Hmmm… and isn’t this interesting: Congress snuck a dramatic hike of the federal debt ceiling into the approved housing rescue. When the bill is signed to law, the federal debt “limit” will be hiked $800 billion, to $10.6 trillion. Funny, last week the Congressional Budget Office estimated the Fannie/Freddie rescue would cost $100 billion, at most. Coupled with the rest of the housing rescue, Congress has given themselves a $400 billion cushion… wonder why?
(Not a peep on this matter from CNBC today, by the way. They spent the whole morning teasing the winners of their million dollar stock trading challenge.)

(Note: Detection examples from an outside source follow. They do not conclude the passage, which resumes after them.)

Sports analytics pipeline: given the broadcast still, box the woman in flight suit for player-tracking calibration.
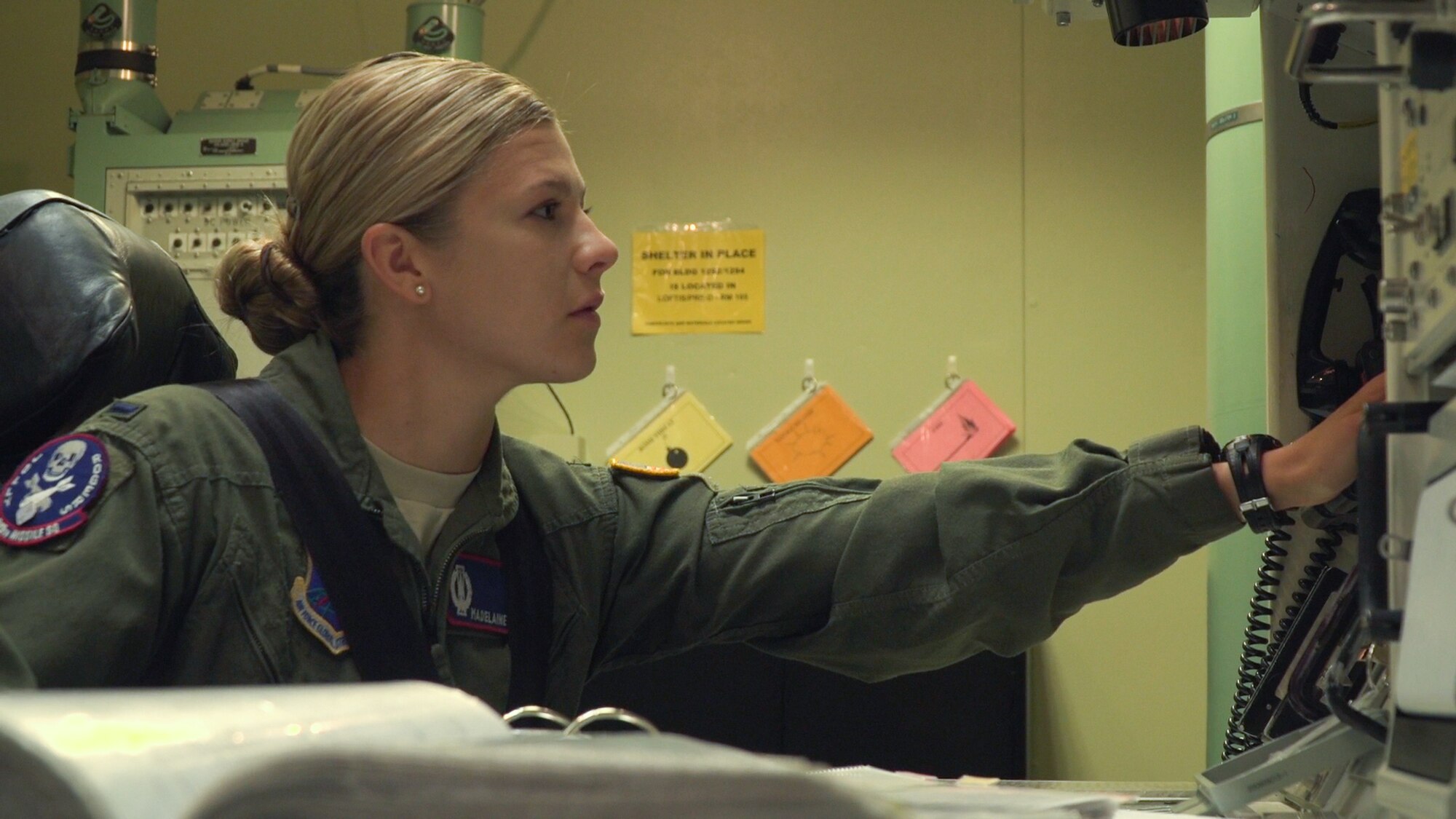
[0,54,1382,713]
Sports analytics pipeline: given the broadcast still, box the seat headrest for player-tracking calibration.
[0,191,237,478]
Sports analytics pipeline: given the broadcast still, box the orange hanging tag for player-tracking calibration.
[748,384,875,483]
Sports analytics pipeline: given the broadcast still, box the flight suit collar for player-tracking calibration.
[261,333,517,554]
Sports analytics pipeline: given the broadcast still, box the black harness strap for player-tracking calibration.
[198,379,440,678]
[495,489,552,710]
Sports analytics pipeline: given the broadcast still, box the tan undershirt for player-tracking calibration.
[364,439,480,550]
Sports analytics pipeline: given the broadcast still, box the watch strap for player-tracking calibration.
[1223,435,1290,534]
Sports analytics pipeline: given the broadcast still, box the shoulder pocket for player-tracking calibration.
[708,480,878,545]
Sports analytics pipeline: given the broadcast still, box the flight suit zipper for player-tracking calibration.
[722,487,780,507]
[360,496,435,635]
[233,582,282,684]
[430,534,473,617]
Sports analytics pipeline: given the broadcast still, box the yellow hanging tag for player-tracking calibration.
[607,390,732,477]
[748,384,875,483]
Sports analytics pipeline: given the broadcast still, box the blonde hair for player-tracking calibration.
[215,52,556,357]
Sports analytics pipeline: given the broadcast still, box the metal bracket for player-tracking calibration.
[1287,0,1436,84]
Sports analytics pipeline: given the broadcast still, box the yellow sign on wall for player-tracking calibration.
[632,224,763,335]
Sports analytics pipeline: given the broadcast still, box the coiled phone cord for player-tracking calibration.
[1223,506,1357,759]
[1223,516,1293,759]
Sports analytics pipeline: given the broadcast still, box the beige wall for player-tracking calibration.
[0,0,1204,780]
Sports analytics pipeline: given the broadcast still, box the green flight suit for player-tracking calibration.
[0,336,1239,713]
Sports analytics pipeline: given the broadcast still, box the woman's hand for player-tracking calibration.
[1214,373,1385,509]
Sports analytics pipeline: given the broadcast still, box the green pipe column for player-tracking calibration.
[1204,13,1267,765]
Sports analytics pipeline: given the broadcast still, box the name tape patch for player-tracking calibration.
[0,435,111,547]
[446,554,510,634]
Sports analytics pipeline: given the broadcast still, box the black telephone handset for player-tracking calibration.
[1223,188,1385,759]
[1294,188,1385,423]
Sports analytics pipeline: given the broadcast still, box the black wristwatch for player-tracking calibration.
[1223,436,1289,534]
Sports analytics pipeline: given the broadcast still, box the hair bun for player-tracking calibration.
[217,239,320,355]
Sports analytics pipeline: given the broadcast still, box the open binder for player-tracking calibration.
[0,681,1115,819]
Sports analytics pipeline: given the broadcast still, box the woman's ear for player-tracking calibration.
[360,221,430,304]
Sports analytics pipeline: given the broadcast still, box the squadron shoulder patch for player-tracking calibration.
[0,435,111,547]
[607,458,680,478]
[288,557,349,654]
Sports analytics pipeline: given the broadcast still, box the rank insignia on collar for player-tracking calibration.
[288,557,349,654]
[0,435,111,547]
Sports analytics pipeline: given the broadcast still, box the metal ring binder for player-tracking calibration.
[562,708,661,736]
[501,705,571,729]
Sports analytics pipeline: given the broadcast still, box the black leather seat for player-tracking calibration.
[0,191,237,480]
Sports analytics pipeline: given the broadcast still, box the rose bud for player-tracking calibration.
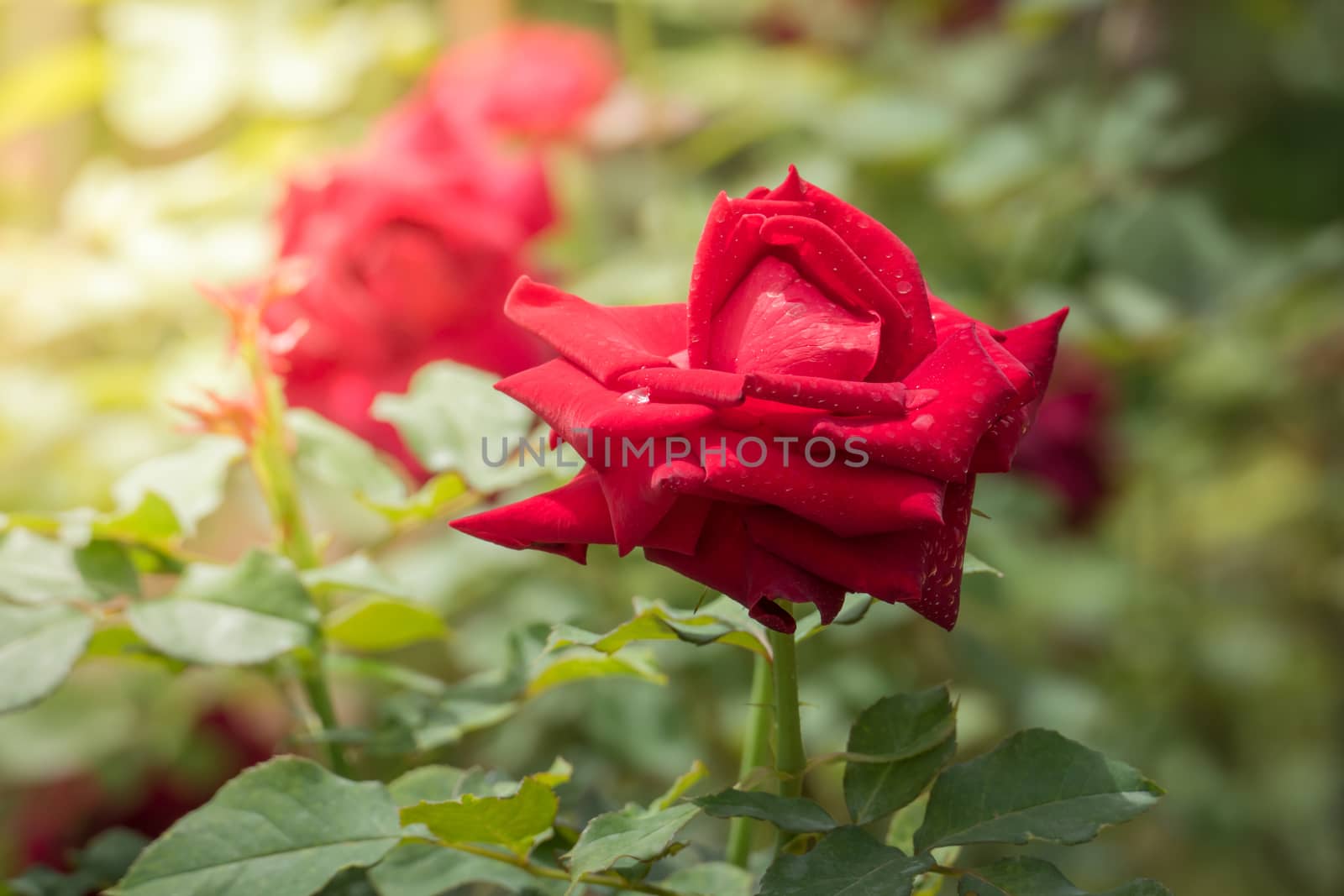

Speaking of intelligent government spending, the Bush administration projected today that the 2009 budget deficit will set a record $490 billion. In his last fiscal year in office, Dubya will easily oust the previous record of $413 billion… set by himself in 2004. You can count on the 2009 deficit actually being more than forecast, as the current projection doesn’t fully account for the war in Iraq or the possibility of a recession. Awesome.
The 2008 fiscal year, ending in October, is still on track to produce a deficit around $400 billion. We’ve said it a million times… GW seems perfectly on track to achieve his goal of balancing the budget by 2012. All the next president will need to do is cut government spending by more than $100 billion every year for his entire first term.
Tickets for I.O.U.S.A. go on sale today. Man… could there be a better time to see a movie about government fiscal immorality?
So here’s the deal… as of now, there will be one nationwide showing of the film. It’ll be on August 21st. You can find out where it’s playing and buy tickets by visiting this site and plugging in your zip code.
It’ll be a cool show, not only will you get to see the documentary in a theater near your home, but we’ll be simulcasting an incredible discussion afterwards… live with Warren Buffett, Pete Peterson and David Walker. This will be a one time event that’s not to be missed.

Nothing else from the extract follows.